Par Jacqueline DESCOUT, Vice-Présidente au tribunal judiciaire de BORDEAUX, assistée de Charlène PALISSE, Greffière lors des débats, et de Céline GABORIAU, Greffière lors du prononcé.
DEMANDERESSE
Madame [M] [E]
née le 07 Octobre 1950 à [Localité 13]
[Adresse 8]
[Localité 5]
Représentée par Maître Martin PEYRONNET de la SELARL MP AVOCAT, avocats au barreau de BORDEAUX
DÉFENDERESSES
La Société [C] [X]
société à responsabilité limitée dont le siège social est :
[Adresse 7]
[Localité 6]
Prise en la personne de son(ses) représentant(s) légal(aux) domicilié(s) en cette qualité au dit siège
Représentée par Maître Maxime GRAVELLIER de l’AARPI GRAVELLIER – LIEF – DE LAGAUSIE – RODRIGUES, avocats au barreau de BORDEAUX
La Compagnie d’assurance ABEILLE IARD & SANTE es qualité d’assureur de la SARL [X] [C] , police n°77827190
SA à conseil d’administration dont le siège social est :
[Adresse 2]
[Localité 11]
Prise en la personne de son(ses) représentant(s) légal(aux) domicilié(s) en cette qualité au dit siège
Représentée par Maître Emmanuelle MENARD de la SELARL RACINE BORDEAUX, avocats au barreau de BORDEAUX
La Compagnie d’assurance MAAF ASSURANCES SA, es qualité d’assureur de Monsieur [Z] [W], police N°13341100G001 représentée par M. [O] [S]

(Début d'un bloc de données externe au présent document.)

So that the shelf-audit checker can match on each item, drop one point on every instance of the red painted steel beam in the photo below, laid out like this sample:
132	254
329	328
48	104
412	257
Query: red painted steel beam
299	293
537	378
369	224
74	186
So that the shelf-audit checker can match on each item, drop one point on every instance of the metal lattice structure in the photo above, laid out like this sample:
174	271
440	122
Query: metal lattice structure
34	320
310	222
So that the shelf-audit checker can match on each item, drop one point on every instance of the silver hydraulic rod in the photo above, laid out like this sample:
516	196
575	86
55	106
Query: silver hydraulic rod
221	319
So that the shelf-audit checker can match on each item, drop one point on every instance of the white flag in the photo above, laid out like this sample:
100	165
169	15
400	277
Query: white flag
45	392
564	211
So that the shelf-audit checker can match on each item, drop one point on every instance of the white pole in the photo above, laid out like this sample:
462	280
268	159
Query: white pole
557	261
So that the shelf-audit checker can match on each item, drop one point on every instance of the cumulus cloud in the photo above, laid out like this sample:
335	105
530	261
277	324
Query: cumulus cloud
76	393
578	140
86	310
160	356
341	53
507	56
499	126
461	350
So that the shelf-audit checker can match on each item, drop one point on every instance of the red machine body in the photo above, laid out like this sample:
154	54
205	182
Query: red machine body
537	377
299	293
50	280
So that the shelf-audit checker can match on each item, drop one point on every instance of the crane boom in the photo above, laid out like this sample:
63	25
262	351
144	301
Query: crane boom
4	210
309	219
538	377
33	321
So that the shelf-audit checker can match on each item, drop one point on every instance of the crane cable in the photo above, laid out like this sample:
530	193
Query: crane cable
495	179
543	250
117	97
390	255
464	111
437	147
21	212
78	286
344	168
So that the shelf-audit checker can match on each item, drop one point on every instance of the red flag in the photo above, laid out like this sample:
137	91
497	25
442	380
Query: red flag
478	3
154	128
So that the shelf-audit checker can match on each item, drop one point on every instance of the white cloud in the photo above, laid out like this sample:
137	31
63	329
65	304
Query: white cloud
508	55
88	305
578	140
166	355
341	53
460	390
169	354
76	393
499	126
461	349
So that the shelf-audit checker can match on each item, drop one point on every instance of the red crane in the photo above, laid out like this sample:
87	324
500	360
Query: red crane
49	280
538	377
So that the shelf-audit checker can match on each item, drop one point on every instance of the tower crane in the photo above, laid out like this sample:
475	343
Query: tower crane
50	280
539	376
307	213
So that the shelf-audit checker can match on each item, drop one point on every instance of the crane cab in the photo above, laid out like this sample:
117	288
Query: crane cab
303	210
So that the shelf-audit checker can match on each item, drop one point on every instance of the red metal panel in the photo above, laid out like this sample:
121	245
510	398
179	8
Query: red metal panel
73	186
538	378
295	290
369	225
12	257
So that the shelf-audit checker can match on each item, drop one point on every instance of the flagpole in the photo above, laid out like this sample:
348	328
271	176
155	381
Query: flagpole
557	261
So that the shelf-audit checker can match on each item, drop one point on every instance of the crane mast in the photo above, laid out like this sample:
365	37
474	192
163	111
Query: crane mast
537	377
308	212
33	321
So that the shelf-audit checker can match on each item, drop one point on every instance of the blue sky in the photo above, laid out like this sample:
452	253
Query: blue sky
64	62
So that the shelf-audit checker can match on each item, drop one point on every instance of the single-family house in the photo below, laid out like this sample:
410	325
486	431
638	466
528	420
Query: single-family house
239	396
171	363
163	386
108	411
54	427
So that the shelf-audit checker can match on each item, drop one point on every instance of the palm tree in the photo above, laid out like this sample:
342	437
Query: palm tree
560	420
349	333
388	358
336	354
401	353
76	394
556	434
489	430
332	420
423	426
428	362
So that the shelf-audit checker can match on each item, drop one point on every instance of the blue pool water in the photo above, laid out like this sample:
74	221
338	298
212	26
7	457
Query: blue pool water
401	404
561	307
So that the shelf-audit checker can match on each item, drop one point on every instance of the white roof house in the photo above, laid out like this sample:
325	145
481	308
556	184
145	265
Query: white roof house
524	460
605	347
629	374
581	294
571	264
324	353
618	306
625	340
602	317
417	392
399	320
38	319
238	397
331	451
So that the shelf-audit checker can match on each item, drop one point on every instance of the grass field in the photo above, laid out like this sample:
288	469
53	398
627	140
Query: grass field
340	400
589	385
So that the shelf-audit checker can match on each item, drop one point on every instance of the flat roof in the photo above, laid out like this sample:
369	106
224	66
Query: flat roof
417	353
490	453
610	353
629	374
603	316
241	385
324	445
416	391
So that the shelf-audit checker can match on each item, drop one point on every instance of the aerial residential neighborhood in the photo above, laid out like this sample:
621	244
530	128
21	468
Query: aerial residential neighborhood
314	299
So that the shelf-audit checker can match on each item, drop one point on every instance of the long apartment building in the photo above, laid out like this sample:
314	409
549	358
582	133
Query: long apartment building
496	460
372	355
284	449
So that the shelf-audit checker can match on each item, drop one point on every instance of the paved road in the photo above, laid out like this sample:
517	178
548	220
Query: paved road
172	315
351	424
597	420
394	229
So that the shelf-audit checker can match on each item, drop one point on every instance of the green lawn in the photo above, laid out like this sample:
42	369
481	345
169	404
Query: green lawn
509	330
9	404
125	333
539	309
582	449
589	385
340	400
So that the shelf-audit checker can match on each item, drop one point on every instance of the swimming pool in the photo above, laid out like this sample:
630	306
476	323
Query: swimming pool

SA à conseil d’administration dont le siège social est :
[Adresse 14]
[Localité 10]
Prise en la personne de son(ses) représentant(s) légal(aux) domicilié(s) en cette qualité au dit siège
Représentée par Maître Katell LE BORGNE de la SCP LAVALETTE AVOCATS CONSEILS, avocats au barreau de BORDEAUX
EXPOSÉ DU LITIGE
Par actes délivrés les 10, 12, 13 février 2025, Madame [M] [E] a fait assigner la société [C] [X], la compagnie d’assurance ABEILLE IARD & SANTE en qualité d’assureur de la SARL [C] [X] et la compagnie MAAF ASSURANCES SA en qualité d’assureur de Monsieur [Z] [W] devant le Juge des Référés du Tribunal Judiciaire de Bordeaux afin de voir désigner un expert au visa de l’article 145 du Code de procédure civile.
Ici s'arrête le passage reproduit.